Thomas cogió un taxi ya pasado el museo y atravesó un laberinto de calles cada vez más caóticas. Allí, como en cualquier otro lugar de la ciudad, las iglesias estaban unidas a los edificios adyacentes y, puesto que carecían de chapiteles, solo se podían identificar por sus puertas ornamentadas y las inscripciones tiznadas que tenían encima. Thomas miró a través de la ventanilla para intentar divisar la iglesia Santa Maria del Carmine conforme las calles se hacían más estrechas y pobres, a pesar de que los edificios habían sido opulentos en otros tiempos. El tráfico allí era más denso, había más coches pequeños y scooters, a menudo sobrecargadas con niños que no dejaban de reír y gritarse entre sí.
Las carreteras adoquinadas de Sanita estaban atestadas también de coches y se estaban recogiendo los mercados provisionales dispuestos en las intersecciones, donde la gente estaba deshaciéndose de bandejas de almejas, cangrejos y mejillones. El taxista se detuvo dos veces para asomarse por la ventanilla y preguntar la dirección. Una joven con una camiseta rosa y gafas de sol de diseño le señaló la calle sin hablar y a continuación se marchó entre bocinazos de coches como si no pudiera verlos o, más probablemente, como si no merecieran su consideración. Los coches se echaron a un lado como si del mar Rojo se tratara y ella bajó por una calle en la que la ropa tendida conformaba una especie de arco del triunfo.

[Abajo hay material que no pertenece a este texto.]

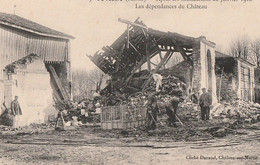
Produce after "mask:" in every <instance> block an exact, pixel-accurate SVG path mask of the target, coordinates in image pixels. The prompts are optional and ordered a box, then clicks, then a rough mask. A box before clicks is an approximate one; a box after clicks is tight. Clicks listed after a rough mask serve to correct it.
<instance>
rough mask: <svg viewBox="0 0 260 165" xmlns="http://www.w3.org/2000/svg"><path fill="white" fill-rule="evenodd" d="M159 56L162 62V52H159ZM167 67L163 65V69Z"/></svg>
mask: <svg viewBox="0 0 260 165" xmlns="http://www.w3.org/2000/svg"><path fill="white" fill-rule="evenodd" d="M159 56H160V59H161V60H162V52H161V51H159ZM165 68H166V67H165V64H163V69H165Z"/></svg>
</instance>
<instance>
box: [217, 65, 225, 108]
mask: <svg viewBox="0 0 260 165" xmlns="http://www.w3.org/2000/svg"><path fill="white" fill-rule="evenodd" d="M223 72H224V67H223V68H222V70H221V76H220V82H219V90H218V102H219V103H220V97H221V96H220V94H221V85H222V77H223Z"/></svg>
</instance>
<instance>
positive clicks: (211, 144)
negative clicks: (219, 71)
mask: <svg viewBox="0 0 260 165" xmlns="http://www.w3.org/2000/svg"><path fill="white" fill-rule="evenodd" d="M259 128H260V124H259V123H254V124H247V123H242V122H239V121H237V120H229V121H227V122H223V120H216V119H213V120H210V121H188V120H187V121H186V122H184V126H181V125H178V127H176V128H175V127H168V126H167V125H164V124H163V123H162V125H159V126H158V128H157V129H156V130H154V131H148V132H147V131H144V130H143V128H140V129H136V130H135V129H129V130H124V131H122V130H113V131H111V130H102V129H101V128H100V127H98V126H96V127H93V126H78V127H70V128H68V130H66V131H54V128H53V126H52V125H31V126H30V127H25V128H23V129H21V130H12V129H11V128H10V127H2V128H1V133H0V143H1V147H0V155H1V156H0V164H8V165H9V164H140V165H143V164H149V165H150V164H156V165H157V164H162V165H165V164H260V154H259V149H260V147H259V146H260V130H259Z"/></svg>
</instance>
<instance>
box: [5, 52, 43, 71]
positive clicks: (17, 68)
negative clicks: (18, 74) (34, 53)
mask: <svg viewBox="0 0 260 165" xmlns="http://www.w3.org/2000/svg"><path fill="white" fill-rule="evenodd" d="M39 58H40V56H38V55H36V54H30V55H28V56H25V57H23V58H21V59H19V60H17V61H14V62H12V63H11V64H9V65H7V66H6V67H5V69H4V71H5V72H7V73H16V69H18V68H19V69H24V68H26V66H27V65H28V64H30V63H32V62H34V61H35V60H37V59H39Z"/></svg>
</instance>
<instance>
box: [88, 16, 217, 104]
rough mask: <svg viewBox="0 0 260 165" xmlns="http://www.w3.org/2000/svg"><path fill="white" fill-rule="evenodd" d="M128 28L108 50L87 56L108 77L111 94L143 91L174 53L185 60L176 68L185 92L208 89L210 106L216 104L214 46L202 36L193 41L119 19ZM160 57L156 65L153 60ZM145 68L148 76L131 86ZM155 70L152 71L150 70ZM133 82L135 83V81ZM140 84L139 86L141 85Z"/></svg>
mask: <svg viewBox="0 0 260 165" xmlns="http://www.w3.org/2000/svg"><path fill="white" fill-rule="evenodd" d="M119 21H120V22H122V23H125V24H127V30H126V31H125V32H124V33H123V34H122V35H121V36H120V37H119V38H117V39H116V41H115V42H114V43H113V44H112V45H111V46H105V47H103V48H102V51H98V52H96V53H95V54H94V55H93V56H89V57H90V59H91V61H92V62H93V63H94V64H96V65H97V66H98V67H99V68H100V69H101V70H102V71H103V72H104V73H106V74H108V75H110V76H111V80H112V82H111V83H110V84H109V85H110V86H111V88H110V90H113V91H117V90H120V89H119V88H125V90H133V89H136V90H134V91H138V90H139V91H140V90H141V91H144V90H145V89H146V88H147V87H148V86H149V85H150V83H151V81H152V75H153V74H155V73H158V72H159V71H160V70H161V69H163V68H165V65H166V63H167V62H168V61H169V59H170V58H171V57H172V56H174V55H175V54H176V53H180V54H181V56H182V58H183V59H184V61H183V62H181V63H180V64H179V65H178V67H176V68H178V70H180V71H181V72H182V73H183V71H185V74H186V75H185V76H183V77H184V78H185V83H186V84H187V86H188V87H187V88H189V89H193V90H196V91H197V92H198V91H201V89H202V88H207V90H208V91H209V92H210V93H211V96H212V100H213V103H215V102H217V97H216V96H217V95H216V76H215V46H216V45H215V43H213V42H211V41H208V40H207V39H206V37H204V36H201V37H198V38H193V37H189V36H184V35H181V34H178V33H173V32H163V31H159V30H154V29H151V28H148V27H147V26H146V25H145V24H144V23H143V22H142V21H140V20H139V19H137V20H136V21H135V22H130V21H126V20H122V19H119ZM155 56H158V57H159V59H160V60H159V61H158V62H157V63H154V62H152V60H151V59H152V58H154V57H155ZM144 65H147V70H148V75H147V74H145V76H139V77H138V78H136V79H139V80H140V81H139V83H138V86H136V85H133V83H132V82H133V81H131V80H133V79H134V75H135V74H137V72H138V71H140V69H141V67H142V66H144ZM152 66H154V68H152ZM134 82H136V81H134ZM140 82H141V83H140Z"/></svg>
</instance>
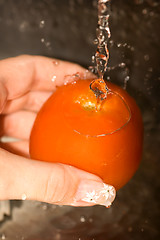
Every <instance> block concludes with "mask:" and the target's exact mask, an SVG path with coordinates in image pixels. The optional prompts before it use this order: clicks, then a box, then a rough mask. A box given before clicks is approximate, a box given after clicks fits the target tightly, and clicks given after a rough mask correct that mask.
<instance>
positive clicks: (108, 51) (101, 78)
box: [94, 0, 111, 79]
mask: <svg viewBox="0 0 160 240" xmlns="http://www.w3.org/2000/svg"><path fill="white" fill-rule="evenodd" d="M109 10H110V0H98V26H97V29H96V36H97V39H96V40H95V44H97V50H96V53H95V56H94V60H95V63H96V69H97V73H98V77H99V78H101V79H103V76H104V73H105V71H106V69H107V64H108V59H109V50H108V39H109V38H110V37H111V33H110V29H109Z"/></svg>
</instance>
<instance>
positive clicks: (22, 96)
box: [2, 91, 52, 114]
mask: <svg viewBox="0 0 160 240" xmlns="http://www.w3.org/2000/svg"><path fill="white" fill-rule="evenodd" d="M51 94H52V92H49V91H48V92H47V91H45V92H43V91H42V92H38V91H33V92H28V93H26V94H25V95H23V96H22V97H19V98H16V99H14V100H9V101H7V103H6V105H5V107H4V108H3V111H2V113H3V114H8V113H12V112H16V111H19V110H29V111H33V112H38V111H39V110H40V108H41V107H42V105H43V104H44V103H45V102H46V101H47V99H48V98H49V97H50V96H51Z"/></svg>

Thomas le pagó diez euros al taxista y este se marchó, aparentemente contento de regresar a barrios más conocidos. Thomas no podía culparle. Nunca se había sentido tan fuera de lugar desde que había llegado a Italia, quizá desde hacía años.
Desde Japón.
No había turistas en esa zona. Se encontraba en el corazón de una comunidad en la que él era una curiosidad. Hasta el momento no había sido testigo de los delitos callejeros de Nápoles, pero de noche y en un lugar como ese se sentía como si llevara un cartel alrededor del cuello. Notó los ojos sinceros, interesados y ligeramente divertidos de la gente fijos en él mientras caminaba por el lugar en el que ellos trabajaban, jugaban y vivían, y se sintió como si debiera disculparse por ello. Lo único que necesitaba ya era que Pietro lo echara de una patada a la calle y entonces quizá sí necesitaría algo más que disculpas para salir de una pieza de aquel lugar.
Estaba completamente oscuro. Las calles no tenían luz.
Genial.
Sintió el peso de la pistola en el bolsillo de su chaqueta.
—¡Hola! —dijo un niño sin camiseta montado en una bici—. ¡Hola, americano!
Tendría unos ocho años quizá. Sus amigos rieron sonoramente y repitieron el saludo. Alguien gritó «Coca-Cola» y volvieron a reír antes de salir corriendo y desaparecer en la noche.
Santa Maria del Carmine era una iglesia de color amarillo claro, adornada con piedra gris. Estaba bien conservada y, si bien era antigua, no era monumental. Vio que la calle se llamaba Via Fontanelle alla Sanita y un escalofrío le recorrió el cuerpo. Se acercó a la puerta de la iglesia y cogió el pomo. Lo giró y la puerta se abrió.